Friday, an Uber driver named Terry said it while pulling up to the track. “We miss John Asher. You know, my daughter played volleyball with his daughter. What a person.”
Saturday evening, after a long day at the races, a Churchill Downs employee stopped a group – this writer, his lanky teenage son Nolan, thisishorseracing.com’s Tom Law and BloodHorse’s Frank Angst, leaving the press room in the dark. “Wait a minute, oh wait a minute. Oh my,” she said. “Just now, you came out of there and looked just like John.”
John? John Asher? Really? Here?
We looked around, backed up, made Angst stand still for a beat and nodded. In that light, on that night, in that setting, Angst did indeed look a bit like Asher. Angst was a little taken aback, a lot flattered.
The woman in the Churchill uniform called Asher, “our heart.” We agreed, and said how much he would have loved hosting the racing world at his beloved Churchill, how he might have indeed been walking out of that door at that time and how important he was.
Churchill hosted the Breeders’ Cup, John. It was magnificent. And you were missed.
• The right hat can complete any outfit at the Breeders’ Cup. For women, it’s a fascinator, something with flowers, perhaps some purple and yellow bits. Then there’s the hat Melissa Anthony wore Saturday.
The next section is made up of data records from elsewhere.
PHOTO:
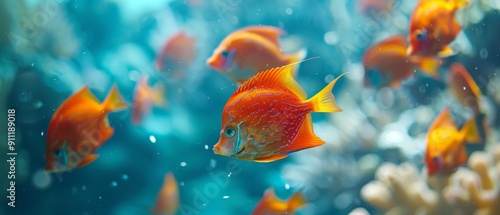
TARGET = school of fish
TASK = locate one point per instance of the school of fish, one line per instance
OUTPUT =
(268, 117)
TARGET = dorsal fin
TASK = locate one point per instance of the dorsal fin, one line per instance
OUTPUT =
(275, 78)
(443, 120)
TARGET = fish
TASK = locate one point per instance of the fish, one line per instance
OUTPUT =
(433, 27)
(268, 117)
(176, 56)
(465, 90)
(387, 64)
(145, 97)
(247, 51)
(371, 7)
(79, 127)
(463, 87)
(270, 204)
(445, 149)
(167, 202)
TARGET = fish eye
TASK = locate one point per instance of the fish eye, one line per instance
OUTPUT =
(229, 132)
(421, 35)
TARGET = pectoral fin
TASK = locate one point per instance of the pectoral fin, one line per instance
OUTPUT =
(88, 160)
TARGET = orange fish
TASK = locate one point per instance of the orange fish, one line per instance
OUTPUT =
(250, 50)
(78, 128)
(433, 27)
(167, 201)
(268, 117)
(386, 63)
(144, 97)
(446, 144)
(176, 55)
(270, 204)
(463, 87)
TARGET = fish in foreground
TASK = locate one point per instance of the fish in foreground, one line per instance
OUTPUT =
(78, 128)
(144, 97)
(387, 64)
(247, 51)
(433, 27)
(268, 117)
(446, 144)
(167, 201)
(270, 204)
(174, 58)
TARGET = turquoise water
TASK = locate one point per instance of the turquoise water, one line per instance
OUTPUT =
(50, 49)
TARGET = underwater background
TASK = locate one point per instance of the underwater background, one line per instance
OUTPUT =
(372, 162)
People told her it wouldn’t suit.
“You’re not wearing that hat,” they said.
“Yes I am,” she replied.
“Women don’t wear hats like that to the Breeders’ Cup.”
“This is my Breeders’ Cup hat.”
Anthony’s hat was baseball not bespoke, but it made a point in big letters – FIRST DUDE. And smaller ones – Shamrock Rose, Skye Diamonds, Mom’s On Strike.
Anthony, stallion coordinator at Florida’s Double Diamond Farm, and her hat were in the winner’s circle after Shamrock Rose upset the Filly and Mare Sprint for Conrad Farm and trainer Mark Casse. The 3-year-old daughter of First Dude rallied from last of 14 to reach the lead in the final strides and win a four-way photo with Chalon, Anonymity and Marley’s Freedom.
Bred in Pennsylvania by Lori and Tommy Fackler’s Best A Luck Farm, the winner won her fourth consecutive stakes – a mixed bag of the Malvern Rose for Pennsylvania-breds at Presque Isle Downs in August, the La Lorgnette at Woodbine, the Grade 2 Raven Run at Keeneland and finally the Breeders’ Cup.
Anthony went along for the ride, and was proud of First Dude.
“First Dude puts such a good mind on a horse,” she said. “They’re well adaptable. He’s a big baby. He’s almost 17 hands and he had so many visitors when he first retired because he was one of the first millionaires in Ocala for a while. I had him hooked on peppermints. He’ll be way down at the end of the paddock and I’ll go ‘Dude!’ and he’ll come running licking his lips. He thinks I’m Peppermint Patty. He’s a sweet horse, a very kind eye, a Seattle Slew eye, and I just love him.”